- Directed by: Ted Nicolaou
- Written by: Story Roberto Bessi Screenplay Ted Nicolaou
- Produced by: Roberto Bessi Antonio Guadalupi Ladis Zanini
- Starring: Majlinda Agaj Piero Passatore Christopher Jones Andrea Redavid
- Distributed by: Beyond International
- Release date: 2007;
- Countries: United States Italy
- Languages: English Italian

= The Etruscan Mask =

The Etruscan Mask is a supernatural horror movie written and directed by Ted Nicolaou. Shot in Italy in 2006, the film was released in 2007.

==Plot==

In the unique city of Siena, Italy, five foreign university students stumble across an ancient Etruscan mask. After a series of unexplainable events, it becomes clear that the mask must be destroyed.
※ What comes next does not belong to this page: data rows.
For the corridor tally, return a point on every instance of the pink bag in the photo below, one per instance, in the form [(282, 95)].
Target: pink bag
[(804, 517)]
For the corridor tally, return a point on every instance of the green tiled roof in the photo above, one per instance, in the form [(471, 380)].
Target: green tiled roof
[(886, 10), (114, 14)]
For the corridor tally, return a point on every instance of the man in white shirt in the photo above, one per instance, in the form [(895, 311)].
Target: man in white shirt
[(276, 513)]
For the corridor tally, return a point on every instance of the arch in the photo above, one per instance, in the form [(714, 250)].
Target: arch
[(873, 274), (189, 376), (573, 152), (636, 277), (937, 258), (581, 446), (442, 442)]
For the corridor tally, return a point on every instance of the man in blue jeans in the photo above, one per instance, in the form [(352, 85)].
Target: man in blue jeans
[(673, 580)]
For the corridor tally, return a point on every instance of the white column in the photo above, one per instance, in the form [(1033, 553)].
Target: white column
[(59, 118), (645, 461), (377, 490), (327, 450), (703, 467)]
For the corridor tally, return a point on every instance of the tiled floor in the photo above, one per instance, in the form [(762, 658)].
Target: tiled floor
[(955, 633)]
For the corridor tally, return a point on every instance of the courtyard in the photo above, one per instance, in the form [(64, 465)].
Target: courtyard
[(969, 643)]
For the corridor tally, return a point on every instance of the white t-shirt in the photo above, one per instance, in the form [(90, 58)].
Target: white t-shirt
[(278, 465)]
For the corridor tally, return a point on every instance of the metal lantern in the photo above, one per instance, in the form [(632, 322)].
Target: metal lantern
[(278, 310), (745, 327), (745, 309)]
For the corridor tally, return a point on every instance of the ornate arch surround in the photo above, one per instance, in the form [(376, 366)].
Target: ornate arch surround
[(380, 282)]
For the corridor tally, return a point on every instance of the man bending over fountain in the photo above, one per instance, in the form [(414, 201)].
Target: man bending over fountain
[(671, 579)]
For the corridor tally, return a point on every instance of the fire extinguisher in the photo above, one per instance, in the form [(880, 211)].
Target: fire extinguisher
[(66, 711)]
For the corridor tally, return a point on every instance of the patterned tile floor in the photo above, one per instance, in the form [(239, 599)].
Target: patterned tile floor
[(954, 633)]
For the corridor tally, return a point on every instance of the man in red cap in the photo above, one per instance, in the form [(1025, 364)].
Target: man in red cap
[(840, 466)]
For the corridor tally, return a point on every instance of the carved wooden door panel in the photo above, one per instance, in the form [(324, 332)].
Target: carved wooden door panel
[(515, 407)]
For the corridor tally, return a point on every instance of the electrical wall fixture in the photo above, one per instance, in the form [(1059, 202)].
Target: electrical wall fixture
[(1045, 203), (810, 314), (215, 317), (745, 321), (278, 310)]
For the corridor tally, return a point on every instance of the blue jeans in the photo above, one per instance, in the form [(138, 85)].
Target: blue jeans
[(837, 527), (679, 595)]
However, one of the students has already succumbed to its powers and in doing so has released an ancient demon which has no intention of being destroyed.

==Cast==
- Majlinda Agaj	...	Jude
- Ulla Alasjarvi	...	Minerva
- Maylis Iturbide	...	Aurora
- Cristopher Jones	...	Father Cristopher
- Alex Nicolaou	...	Stanton
- Piero Ali Passatore	...	Mark (as Piero Passatore)
- Andrea Redavid	...	Speed

==Production==

The film was shot in Siena and Turin.

==Reception==

The movie won the Best Film Prize at the 2007 edition of the International Horror And Fantasy Film Festival in Estepona.